Staff will ask your permission to view your SCR (except in an emergency where you are unconscious, for example) and only staff with the right levels of security clearance can access the system, so your information is secure. You can ask an organisation to show you a record of who has looked at your SCR – this is called a Subject Access Request.

Find out how to make a subject access request.

Opting out

The purpose of SCR is to improve the care that you receive, however, if you don’t want to have an SCR you have the option to opt out. If this is your preference please inform your GP or fill in an SCR opt-out form and return it to your GP practice.

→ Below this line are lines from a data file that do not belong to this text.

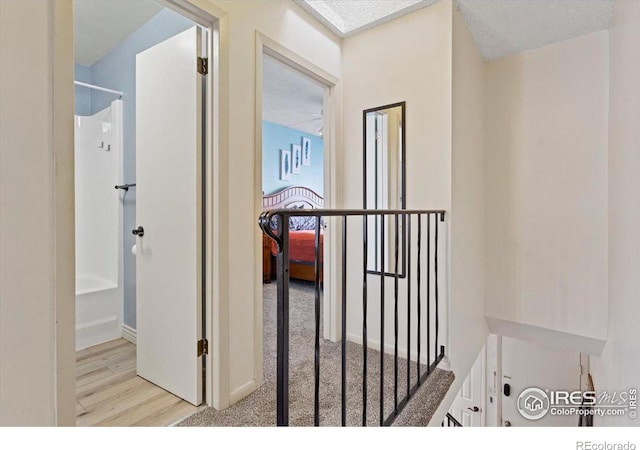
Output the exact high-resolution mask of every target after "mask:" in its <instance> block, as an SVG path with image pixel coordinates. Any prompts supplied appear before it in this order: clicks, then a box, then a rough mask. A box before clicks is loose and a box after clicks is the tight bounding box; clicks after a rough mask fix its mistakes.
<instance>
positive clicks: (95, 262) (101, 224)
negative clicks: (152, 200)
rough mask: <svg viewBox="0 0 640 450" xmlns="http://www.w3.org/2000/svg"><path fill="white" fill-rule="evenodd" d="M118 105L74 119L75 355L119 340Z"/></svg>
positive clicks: (118, 117)
mask: <svg viewBox="0 0 640 450" xmlns="http://www.w3.org/2000/svg"><path fill="white" fill-rule="evenodd" d="M121 174H122V101H121V100H115V101H114V102H112V103H111V105H110V106H108V107H107V108H105V109H103V110H102V111H99V112H97V113H95V114H93V115H91V116H76V118H75V193H76V195H75V207H76V208H75V235H76V350H80V349H83V348H86V347H90V346H92V345H96V344H100V343H102V342H106V341H110V340H113V339H116V338H119V337H121V336H122V317H123V297H124V296H123V292H124V289H123V285H122V284H123V283H122V280H123V279H124V277H123V264H122V210H123V197H122V195H123V194H122V191H119V190H116V189H115V188H114V186H115V185H117V184H122V175H121Z"/></svg>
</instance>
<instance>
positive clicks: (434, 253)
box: [433, 215, 444, 358]
mask: <svg viewBox="0 0 640 450" xmlns="http://www.w3.org/2000/svg"><path fill="white" fill-rule="evenodd" d="M440 220H444V215H441V216H440ZM435 226H436V231H435V241H434V244H433V245H434V247H435V248H434V261H433V266H434V267H433V271H434V278H435V279H434V283H435V286H434V288H435V290H434V294H435V301H436V334H435V341H436V342H435V343H436V345H435V357H436V358H437V357H438V355H439V353H438V349H439V347H438V335H439V327H440V314H439V312H438V303H439V302H438V215H436V217H435Z"/></svg>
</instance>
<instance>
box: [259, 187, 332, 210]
mask: <svg viewBox="0 0 640 450" xmlns="http://www.w3.org/2000/svg"><path fill="white" fill-rule="evenodd" d="M323 205H324V199H323V198H322V197H320V196H319V195H318V194H316V193H315V192H314V191H312V190H311V189H309V188H306V187H303V186H292V187H288V188H284V189H282V190H281V191H278V192H275V193H273V194H269V195H264V196H263V197H262V209H263V210H267V209H283V208H305V209H319V208H322V207H323Z"/></svg>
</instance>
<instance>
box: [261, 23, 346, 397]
mask: <svg viewBox="0 0 640 450" xmlns="http://www.w3.org/2000/svg"><path fill="white" fill-rule="evenodd" d="M265 53H266V54H268V55H269V56H271V57H273V58H275V59H277V60H278V61H280V62H282V63H284V64H286V65H288V66H289V67H291V68H293V69H295V70H297V71H299V72H301V73H302V74H304V75H306V76H308V77H310V78H311V79H313V80H315V81H317V82H318V83H320V84H322V85H323V86H325V94H324V115H325V129H324V135H323V140H324V152H323V153H324V192H323V197H324V205H325V208H335V207H336V206H337V203H338V202H337V198H336V196H337V192H339V190H338V189H336V187H335V186H336V184H337V183H338V180H339V179H340V178H341V174H340V172H339V171H340V170H341V166H340V165H338V164H337V163H336V161H337V156H336V153H337V151H336V148H337V145H336V144H337V136H339V135H340V130H338V129H337V123H338V119H339V117H338V114H339V112H340V107H339V106H338V102H339V98H340V95H339V94H340V80H339V79H338V78H337V77H335V76H333V75H332V74H330V73H329V72H327V71H325V70H324V69H322V68H320V67H318V66H316V65H315V64H313V63H312V62H311V61H309V60H307V59H305V58H303V57H301V56H300V55H298V54H296V53H295V52H293V51H291V50H290V49H288V48H287V47H286V46H284V45H282V44H280V43H279V42H276V41H275V40H273V39H271V38H270V37H268V36H266V35H265V34H263V33H261V32H259V31H256V55H255V65H256V66H255V77H256V78H255V87H256V97H255V123H254V126H255V130H254V133H255V134H254V136H255V143H254V147H255V153H254V160H255V166H254V180H255V186H256V189H255V194H254V195H255V197H254V210H255V217H258V215H259V214H260V213H261V212H262V194H261V192H262V189H260V188H259V186H262V99H263V86H262V64H263V54H265ZM337 223H338V222H337V221H336V220H330V221H329V223H328V227H327V229H326V230H325V232H324V243H325V246H324V255H325V256H324V261H328V262H329V264H325V265H324V267H325V273H324V296H325V297H324V299H325V301H324V311H323V322H324V338H325V339H329V340H332V341H337V340H338V339H339V333H340V329H339V326H338V323H339V319H340V316H339V314H340V308H339V307H338V304H337V299H338V295H337V292H338V291H337V288H338V282H337V280H338V273H339V272H338V270H339V269H340V267H339V265H338V264H339V261H338V259H339V258H338V252H337V248H338V247H337V244H338V242H337V239H336V237H337V236H338V235H339V233H338V232H337V229H336V228H337V227H336V225H335V224H337ZM261 248H262V236H261V233H260V231H259V230H258V229H257V228H256V232H255V234H254V249H255V252H256V255H261V253H262V251H261ZM254 282H255V294H254V295H255V298H254V317H256V318H257V320H256V321H255V323H254V349H255V351H254V355H255V358H254V379H255V380H256V383H257V385H260V384H262V378H263V375H262V358H263V354H262V349H263V346H262V335H263V331H262V258H257V257H256V258H255V260H254ZM327 300H328V301H327Z"/></svg>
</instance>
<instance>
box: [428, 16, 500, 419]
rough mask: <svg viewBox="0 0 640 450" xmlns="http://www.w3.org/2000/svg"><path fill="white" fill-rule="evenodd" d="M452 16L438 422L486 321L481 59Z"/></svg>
mask: <svg viewBox="0 0 640 450" xmlns="http://www.w3.org/2000/svg"><path fill="white" fill-rule="evenodd" d="M451 20H452V22H451V23H452V53H451V61H452V72H451V77H452V78H451V80H452V101H451V105H452V106H451V124H452V125H451V182H450V183H451V210H450V214H449V216H448V217H449V219H448V222H449V227H450V228H449V234H450V242H449V246H450V249H449V250H450V256H449V261H448V263H449V266H450V269H449V270H450V275H449V288H450V299H449V313H448V314H449V326H448V330H447V332H448V339H447V342H448V345H449V348H448V349H447V354H448V355H447V356H448V357H449V361H450V364H451V369H452V370H453V372H454V374H455V375H456V378H455V380H454V382H453V384H452V386H451V388H450V389H449V392H448V394H447V396H446V397H445V399H444V400H443V402H442V403H441V405H440V407H439V408H438V410H437V411H436V413H435V414H434V416H433V418H432V420H431V422H430V423H431V424H432V425H436V426H439V425H440V423H441V421H442V419H443V417H444V415H445V414H446V412H447V411H448V409H449V407H450V405H451V404H452V402H453V401H454V399H455V397H456V395H457V392H459V391H460V388H461V387H462V384H463V383H464V381H465V379H466V377H467V374H468V373H469V372H470V371H471V368H472V367H473V364H474V363H475V361H476V359H477V358H478V354H479V353H480V352H481V350H482V347H483V346H484V345H485V342H486V340H487V336H488V333H489V331H488V327H487V323H486V321H485V287H484V283H485V265H484V254H485V231H484V227H485V199H484V186H485V173H484V158H485V149H484V122H483V113H484V102H485V99H484V61H483V60H482V57H481V56H480V53H479V51H478V48H477V47H476V44H475V41H474V40H473V37H472V36H471V33H470V32H469V29H468V28H467V26H466V24H465V22H464V20H463V19H462V16H461V15H460V12H459V11H458V10H457V8H454V9H453V15H452V17H451Z"/></svg>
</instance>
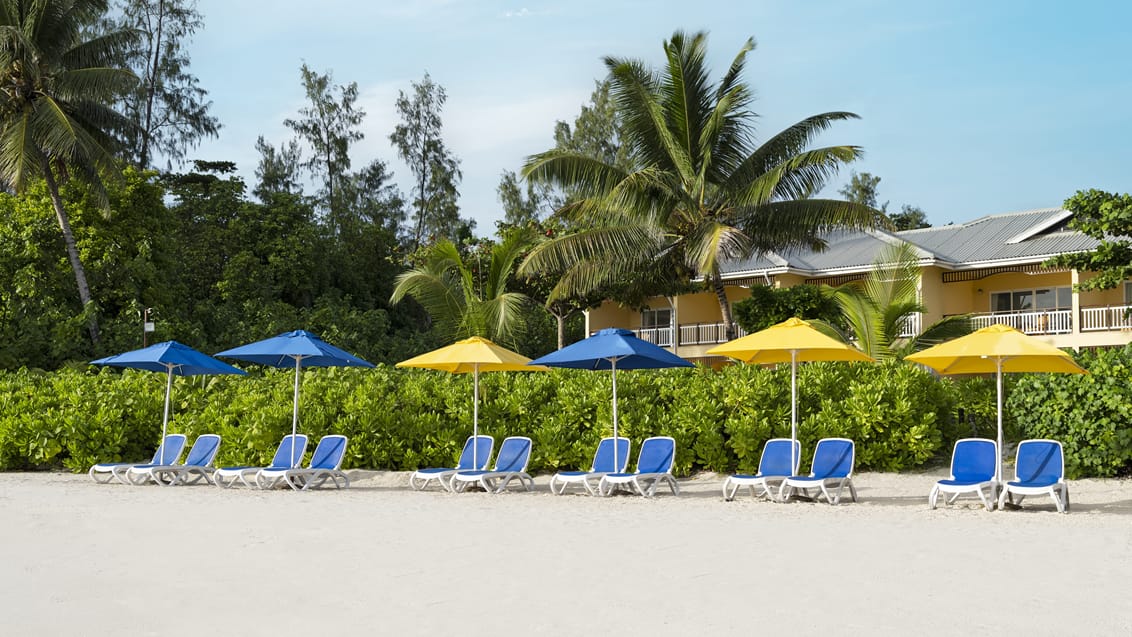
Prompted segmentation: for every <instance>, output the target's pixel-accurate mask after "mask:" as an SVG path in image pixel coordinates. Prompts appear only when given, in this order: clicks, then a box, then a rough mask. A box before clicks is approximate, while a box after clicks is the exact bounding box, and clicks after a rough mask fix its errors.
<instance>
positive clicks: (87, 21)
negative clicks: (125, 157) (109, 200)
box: [0, 0, 137, 343]
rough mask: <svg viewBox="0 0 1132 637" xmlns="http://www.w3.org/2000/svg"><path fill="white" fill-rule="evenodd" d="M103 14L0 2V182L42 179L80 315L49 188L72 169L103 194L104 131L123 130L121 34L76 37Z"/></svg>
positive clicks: (71, 1) (80, 36) (84, 285)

Regardless of your past decisions about your Summary Care Record consent preferences, you can change your mind at any time. You can choose any of the following options:

1. To have a Summary Care Record with additional information shared. This means that any authorised, registered and regulated health and care professionals will be able to see a enriched Summary Care Record if they need to provide you with direct care.
2. To have a Summary Care Record with core information only. This means that any authorised, registered and regulated health and care professionals will be able to see information about allergies and medications only in your Summary Care Record if they need to provide you with direct care.
3. To opt-out of having a Summary Care Record altogether. This means that you do not want any information shared with other authorised, registered and regulated health and care professionals involved in your direct care, including in an emergency.

To make these changes, you should inform your GP practice or complete the SCR patient consent preferences form and return it to your GP practice.

More information on your health records

Read more about your medical records.

The NHS operate a zero tolerance policy with regard to violence and abuse and the practice has the right to remove violent patients from the list with immediate effect in order to safeguard practice staff, patients and other persons. Violence in this context includes actual or threatened physical violence or verbal abuse which leads to fear for a person’s safety.

In this situation we will notify the patient in writing of their removal from the list and record in the patient’s medical records the fact of the removal and the circumstances leading to it.